HPV Serology and Circulating Viral DNA for Detection, Genotyping, and Measurement of Disease Burden in Oropharyngeal Cancer
Lucas Penny, Eric Yang Stutheit‐Zhao, Birgitta E. Michels, Fabian Rosing, Zhen Zhao, Yangqiao Zheng, Jinfeng Zou, Shao Hui Huang, Johnny Carlton, Andrew McPartlin, John R. de Almeida, David Goldstein, Andrew Hope, Ali Hosni, John Kim, Fei‐Fei Liu, C. Jillian Tsai, John N. Waldron, Anna Spreafico, Enrique Sanz‐Garcia, Lillian L. Siu, Tim Waterboer, Geoffrey Liu, Scott V. BratmanABSTRACT
The incidence of human papillomavirus‐positive (HPV+) oropharyngeal cancer (OPC) has increased rapidly, and HPV early antigen serology has been proposed as a scalable and cost‐effective early detection test. HPV seropositivity can precede clinical presentation of OPC by several years, so additional surveillance procedures may be necessary to optimize early cancer detection. The potential for HPV circulating tumor DNA (ctDNA) to confirm a diagnosis of OPC in seropositive individuals is poorly understood.
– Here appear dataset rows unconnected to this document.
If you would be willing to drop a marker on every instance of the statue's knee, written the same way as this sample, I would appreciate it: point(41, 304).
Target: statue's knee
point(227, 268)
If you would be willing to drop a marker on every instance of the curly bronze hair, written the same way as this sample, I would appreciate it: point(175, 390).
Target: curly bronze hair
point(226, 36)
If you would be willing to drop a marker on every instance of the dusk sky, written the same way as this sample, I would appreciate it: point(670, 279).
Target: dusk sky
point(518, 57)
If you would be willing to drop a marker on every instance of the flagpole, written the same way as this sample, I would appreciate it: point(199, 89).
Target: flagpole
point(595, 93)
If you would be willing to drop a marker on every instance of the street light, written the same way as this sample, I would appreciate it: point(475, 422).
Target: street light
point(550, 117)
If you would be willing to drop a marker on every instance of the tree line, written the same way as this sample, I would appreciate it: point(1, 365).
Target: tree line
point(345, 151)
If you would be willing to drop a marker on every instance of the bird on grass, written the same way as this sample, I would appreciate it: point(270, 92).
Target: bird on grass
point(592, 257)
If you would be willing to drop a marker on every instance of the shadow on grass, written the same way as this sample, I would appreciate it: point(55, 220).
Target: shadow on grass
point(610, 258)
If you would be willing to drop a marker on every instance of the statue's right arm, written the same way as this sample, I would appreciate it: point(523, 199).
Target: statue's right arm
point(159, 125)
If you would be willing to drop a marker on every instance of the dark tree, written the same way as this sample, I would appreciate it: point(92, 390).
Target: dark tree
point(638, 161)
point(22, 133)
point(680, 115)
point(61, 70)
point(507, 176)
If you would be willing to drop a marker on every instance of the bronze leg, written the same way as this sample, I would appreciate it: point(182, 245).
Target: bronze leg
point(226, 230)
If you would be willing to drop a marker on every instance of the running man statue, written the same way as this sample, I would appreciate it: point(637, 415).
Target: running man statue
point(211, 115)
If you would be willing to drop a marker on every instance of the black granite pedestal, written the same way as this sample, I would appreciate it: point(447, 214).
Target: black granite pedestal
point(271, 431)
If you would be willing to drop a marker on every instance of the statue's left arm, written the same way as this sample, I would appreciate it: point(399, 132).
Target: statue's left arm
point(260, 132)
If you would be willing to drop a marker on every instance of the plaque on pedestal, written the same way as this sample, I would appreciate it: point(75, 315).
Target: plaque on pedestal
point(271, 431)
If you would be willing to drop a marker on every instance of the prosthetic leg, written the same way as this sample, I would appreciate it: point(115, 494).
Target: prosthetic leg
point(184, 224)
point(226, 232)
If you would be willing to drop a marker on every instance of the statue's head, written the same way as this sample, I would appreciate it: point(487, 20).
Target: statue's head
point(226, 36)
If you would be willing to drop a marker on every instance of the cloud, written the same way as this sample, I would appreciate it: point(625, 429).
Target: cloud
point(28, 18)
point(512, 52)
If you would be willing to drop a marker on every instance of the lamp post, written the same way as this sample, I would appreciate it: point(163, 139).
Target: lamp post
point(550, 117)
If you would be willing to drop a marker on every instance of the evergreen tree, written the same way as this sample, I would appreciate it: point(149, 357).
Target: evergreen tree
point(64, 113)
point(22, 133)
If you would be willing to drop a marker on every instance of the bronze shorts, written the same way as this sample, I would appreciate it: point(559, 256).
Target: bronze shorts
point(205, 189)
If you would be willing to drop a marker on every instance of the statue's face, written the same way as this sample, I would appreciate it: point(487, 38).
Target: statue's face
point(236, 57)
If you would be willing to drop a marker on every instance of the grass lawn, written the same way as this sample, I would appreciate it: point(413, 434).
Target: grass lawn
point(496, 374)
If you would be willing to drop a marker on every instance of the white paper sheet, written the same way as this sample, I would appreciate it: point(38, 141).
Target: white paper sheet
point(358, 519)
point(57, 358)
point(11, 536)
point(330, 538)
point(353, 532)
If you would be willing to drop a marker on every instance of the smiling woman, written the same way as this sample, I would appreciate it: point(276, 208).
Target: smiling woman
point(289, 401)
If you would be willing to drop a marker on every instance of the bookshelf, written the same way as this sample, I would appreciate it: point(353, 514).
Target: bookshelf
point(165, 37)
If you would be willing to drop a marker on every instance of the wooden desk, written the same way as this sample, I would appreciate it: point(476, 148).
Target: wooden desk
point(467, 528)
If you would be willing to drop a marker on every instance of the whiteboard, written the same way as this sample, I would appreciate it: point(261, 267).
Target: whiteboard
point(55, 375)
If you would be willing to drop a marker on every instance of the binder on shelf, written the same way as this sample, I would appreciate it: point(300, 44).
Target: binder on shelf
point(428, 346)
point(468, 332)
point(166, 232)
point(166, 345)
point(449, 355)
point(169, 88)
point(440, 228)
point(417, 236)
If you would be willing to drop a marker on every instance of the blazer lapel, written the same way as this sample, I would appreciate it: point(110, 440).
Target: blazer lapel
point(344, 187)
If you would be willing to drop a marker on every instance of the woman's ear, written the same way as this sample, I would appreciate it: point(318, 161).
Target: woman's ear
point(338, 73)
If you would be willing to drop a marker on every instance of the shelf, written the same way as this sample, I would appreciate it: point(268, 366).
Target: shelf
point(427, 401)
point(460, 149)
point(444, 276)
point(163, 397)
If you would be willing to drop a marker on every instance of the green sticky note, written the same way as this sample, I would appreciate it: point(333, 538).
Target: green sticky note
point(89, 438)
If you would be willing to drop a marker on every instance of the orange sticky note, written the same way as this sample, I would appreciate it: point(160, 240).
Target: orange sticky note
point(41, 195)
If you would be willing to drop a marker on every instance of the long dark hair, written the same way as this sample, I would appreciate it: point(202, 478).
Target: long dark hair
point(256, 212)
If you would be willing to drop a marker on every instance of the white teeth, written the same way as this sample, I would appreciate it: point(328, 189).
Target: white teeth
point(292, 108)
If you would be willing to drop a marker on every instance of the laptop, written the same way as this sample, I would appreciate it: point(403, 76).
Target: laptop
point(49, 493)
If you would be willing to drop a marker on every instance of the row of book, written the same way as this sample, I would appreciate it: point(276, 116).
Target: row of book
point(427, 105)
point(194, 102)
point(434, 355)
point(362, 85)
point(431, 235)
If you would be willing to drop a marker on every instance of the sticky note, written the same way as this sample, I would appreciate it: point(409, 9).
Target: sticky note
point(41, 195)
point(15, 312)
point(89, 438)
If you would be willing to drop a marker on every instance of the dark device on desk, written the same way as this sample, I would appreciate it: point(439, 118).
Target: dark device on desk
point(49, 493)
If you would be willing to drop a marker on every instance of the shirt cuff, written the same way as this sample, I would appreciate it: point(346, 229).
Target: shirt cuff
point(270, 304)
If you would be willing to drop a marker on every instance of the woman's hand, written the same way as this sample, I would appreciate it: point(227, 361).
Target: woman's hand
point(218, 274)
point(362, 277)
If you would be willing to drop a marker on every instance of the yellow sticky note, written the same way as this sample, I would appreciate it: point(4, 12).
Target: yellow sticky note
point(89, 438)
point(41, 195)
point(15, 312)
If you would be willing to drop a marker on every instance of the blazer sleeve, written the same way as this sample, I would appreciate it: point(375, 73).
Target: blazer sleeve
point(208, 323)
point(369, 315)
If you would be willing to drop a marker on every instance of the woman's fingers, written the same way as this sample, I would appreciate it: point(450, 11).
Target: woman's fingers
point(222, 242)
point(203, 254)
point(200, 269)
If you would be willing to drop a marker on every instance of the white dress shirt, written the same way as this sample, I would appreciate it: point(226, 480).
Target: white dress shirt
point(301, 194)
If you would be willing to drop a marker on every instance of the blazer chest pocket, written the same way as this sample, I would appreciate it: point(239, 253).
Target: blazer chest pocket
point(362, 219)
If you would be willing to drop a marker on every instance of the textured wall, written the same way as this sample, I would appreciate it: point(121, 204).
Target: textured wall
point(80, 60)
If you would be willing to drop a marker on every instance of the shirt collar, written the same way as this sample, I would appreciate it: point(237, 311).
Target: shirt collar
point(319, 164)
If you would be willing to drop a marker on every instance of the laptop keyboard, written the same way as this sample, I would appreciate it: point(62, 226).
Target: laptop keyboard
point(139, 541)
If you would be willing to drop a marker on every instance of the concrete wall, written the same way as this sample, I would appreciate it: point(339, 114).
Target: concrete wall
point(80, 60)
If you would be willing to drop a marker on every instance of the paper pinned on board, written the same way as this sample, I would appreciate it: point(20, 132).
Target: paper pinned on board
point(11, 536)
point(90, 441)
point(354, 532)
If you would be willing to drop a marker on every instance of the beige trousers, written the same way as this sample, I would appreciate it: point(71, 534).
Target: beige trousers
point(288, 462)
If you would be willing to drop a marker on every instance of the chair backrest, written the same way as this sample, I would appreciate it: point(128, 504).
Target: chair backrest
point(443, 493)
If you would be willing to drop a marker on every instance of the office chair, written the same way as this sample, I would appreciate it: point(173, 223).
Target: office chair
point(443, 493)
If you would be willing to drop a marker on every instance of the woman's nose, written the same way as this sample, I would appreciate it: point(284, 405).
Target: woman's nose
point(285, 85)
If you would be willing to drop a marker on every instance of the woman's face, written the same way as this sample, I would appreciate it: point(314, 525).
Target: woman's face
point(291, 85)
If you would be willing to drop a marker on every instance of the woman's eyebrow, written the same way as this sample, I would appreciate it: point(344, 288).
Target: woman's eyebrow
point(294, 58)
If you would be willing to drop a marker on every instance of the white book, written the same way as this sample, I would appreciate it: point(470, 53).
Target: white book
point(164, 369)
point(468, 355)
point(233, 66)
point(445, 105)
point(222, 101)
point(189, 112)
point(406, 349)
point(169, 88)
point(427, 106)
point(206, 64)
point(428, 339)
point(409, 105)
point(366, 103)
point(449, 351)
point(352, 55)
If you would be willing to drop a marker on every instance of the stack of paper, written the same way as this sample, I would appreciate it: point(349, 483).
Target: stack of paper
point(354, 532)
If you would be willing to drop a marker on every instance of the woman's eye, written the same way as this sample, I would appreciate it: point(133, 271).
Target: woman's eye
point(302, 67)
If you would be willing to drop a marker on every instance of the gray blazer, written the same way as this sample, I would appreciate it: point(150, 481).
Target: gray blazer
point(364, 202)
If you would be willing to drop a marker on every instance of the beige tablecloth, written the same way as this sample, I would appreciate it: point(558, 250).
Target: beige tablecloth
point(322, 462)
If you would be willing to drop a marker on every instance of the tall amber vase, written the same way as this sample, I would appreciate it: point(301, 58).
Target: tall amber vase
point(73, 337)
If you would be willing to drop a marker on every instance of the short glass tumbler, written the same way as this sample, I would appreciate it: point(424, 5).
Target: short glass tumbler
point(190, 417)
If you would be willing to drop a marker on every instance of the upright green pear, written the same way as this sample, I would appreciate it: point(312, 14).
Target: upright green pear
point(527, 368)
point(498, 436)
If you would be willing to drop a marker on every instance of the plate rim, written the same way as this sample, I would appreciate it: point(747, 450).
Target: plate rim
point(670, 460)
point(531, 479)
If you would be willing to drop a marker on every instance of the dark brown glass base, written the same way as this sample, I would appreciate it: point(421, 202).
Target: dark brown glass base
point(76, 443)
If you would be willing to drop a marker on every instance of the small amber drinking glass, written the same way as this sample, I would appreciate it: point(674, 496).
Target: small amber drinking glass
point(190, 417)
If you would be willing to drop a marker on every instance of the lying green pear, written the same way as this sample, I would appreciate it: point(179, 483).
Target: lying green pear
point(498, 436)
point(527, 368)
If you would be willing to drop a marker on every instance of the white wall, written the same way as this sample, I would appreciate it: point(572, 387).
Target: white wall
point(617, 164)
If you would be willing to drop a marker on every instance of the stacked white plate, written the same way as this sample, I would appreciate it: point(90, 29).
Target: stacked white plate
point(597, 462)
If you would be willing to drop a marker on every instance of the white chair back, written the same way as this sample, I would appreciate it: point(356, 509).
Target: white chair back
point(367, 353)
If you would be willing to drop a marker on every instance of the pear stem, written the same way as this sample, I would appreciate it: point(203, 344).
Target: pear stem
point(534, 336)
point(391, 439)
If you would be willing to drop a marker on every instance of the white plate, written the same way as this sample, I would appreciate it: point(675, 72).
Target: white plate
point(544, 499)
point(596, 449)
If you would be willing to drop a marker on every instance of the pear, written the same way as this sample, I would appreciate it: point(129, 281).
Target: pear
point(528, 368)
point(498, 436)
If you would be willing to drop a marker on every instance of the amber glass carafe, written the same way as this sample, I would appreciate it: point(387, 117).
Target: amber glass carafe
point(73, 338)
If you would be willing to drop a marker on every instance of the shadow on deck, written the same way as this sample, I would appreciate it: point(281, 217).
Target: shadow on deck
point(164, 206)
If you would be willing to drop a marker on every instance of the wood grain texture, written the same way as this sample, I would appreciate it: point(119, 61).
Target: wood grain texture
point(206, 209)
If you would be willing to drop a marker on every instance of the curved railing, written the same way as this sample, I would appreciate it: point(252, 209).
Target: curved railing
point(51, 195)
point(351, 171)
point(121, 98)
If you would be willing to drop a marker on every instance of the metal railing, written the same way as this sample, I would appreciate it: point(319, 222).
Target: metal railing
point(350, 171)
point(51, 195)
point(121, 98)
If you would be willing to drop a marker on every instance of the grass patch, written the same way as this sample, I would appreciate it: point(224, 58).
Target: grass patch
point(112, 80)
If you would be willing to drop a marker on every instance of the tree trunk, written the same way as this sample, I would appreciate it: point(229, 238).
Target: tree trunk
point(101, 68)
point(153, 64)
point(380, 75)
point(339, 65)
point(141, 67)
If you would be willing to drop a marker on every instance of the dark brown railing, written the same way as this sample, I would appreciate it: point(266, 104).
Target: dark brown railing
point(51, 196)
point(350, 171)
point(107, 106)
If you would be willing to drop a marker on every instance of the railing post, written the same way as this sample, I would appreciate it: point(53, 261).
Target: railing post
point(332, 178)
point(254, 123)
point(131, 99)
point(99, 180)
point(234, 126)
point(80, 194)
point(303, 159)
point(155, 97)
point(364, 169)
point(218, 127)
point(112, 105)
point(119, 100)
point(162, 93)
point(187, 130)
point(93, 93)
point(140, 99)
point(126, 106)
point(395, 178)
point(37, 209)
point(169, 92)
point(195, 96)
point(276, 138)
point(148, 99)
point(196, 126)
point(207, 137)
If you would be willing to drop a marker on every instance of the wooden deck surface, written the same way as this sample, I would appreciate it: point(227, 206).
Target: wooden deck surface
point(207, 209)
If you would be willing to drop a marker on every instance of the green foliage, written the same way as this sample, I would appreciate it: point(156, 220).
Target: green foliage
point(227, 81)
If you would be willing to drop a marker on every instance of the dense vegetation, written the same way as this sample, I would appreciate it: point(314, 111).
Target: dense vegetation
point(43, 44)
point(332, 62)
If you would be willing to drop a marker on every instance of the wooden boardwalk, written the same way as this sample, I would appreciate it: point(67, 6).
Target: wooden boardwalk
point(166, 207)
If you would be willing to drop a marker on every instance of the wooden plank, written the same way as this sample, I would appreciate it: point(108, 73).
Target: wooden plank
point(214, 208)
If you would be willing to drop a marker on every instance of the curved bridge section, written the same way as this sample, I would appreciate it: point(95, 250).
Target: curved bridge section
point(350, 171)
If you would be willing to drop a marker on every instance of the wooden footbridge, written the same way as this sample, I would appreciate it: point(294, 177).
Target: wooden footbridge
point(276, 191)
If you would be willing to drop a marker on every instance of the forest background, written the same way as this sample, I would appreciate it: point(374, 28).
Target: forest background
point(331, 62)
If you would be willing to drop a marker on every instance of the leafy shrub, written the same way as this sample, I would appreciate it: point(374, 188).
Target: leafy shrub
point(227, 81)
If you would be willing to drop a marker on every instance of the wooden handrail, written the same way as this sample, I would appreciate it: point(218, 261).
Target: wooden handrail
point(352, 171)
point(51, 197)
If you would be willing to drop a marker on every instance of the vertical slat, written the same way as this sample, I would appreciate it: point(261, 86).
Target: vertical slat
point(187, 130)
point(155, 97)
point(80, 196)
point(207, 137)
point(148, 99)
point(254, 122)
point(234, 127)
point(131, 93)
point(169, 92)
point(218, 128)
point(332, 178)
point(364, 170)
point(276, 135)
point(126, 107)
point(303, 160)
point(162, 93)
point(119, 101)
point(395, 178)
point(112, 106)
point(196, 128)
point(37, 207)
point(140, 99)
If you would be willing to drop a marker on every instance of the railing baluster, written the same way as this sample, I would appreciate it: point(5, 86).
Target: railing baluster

Here, we assess the relationship between HPV serology and HPV ctDNA with disease burden in a large cohort of HPV+ OPC. We analyzed baseline blood samples from 262 patients using a multiplex serology assay and an HPV‐targeted deep sequencing assay (HPV‐seq), and HPV‐seq results were validated by an orthogonal droplet digital PCR assay. Both assays identified HPV16 as the most prevalent genotype (84%), with serology results indicating a total of 4 HPV genotypes and HPV ctDNA results indicating a total of 6 HPV genotypes. HPV ctDNA results demonstrated higher sensitivity and lower cross‐reactivity between HPV types compared with HPV serology results. Furthermore, HPV ctDNA but not HPV16 E6 antibody levels were positively associated with disease burden as determined by N‐category, overall stage, and by tumor volume (ctDNA vs. volume, r = 0.48 p = 6.4e‐12; E6 vs. volume, r = −0.079 p = 0.26). Overall, this is the largest cohort to compare HPV serology and HPV ctDNA results in OPC, and these findings highlight the potential for ctDNA to augment future strategies for blood‐based early detection of HPV+ OPC.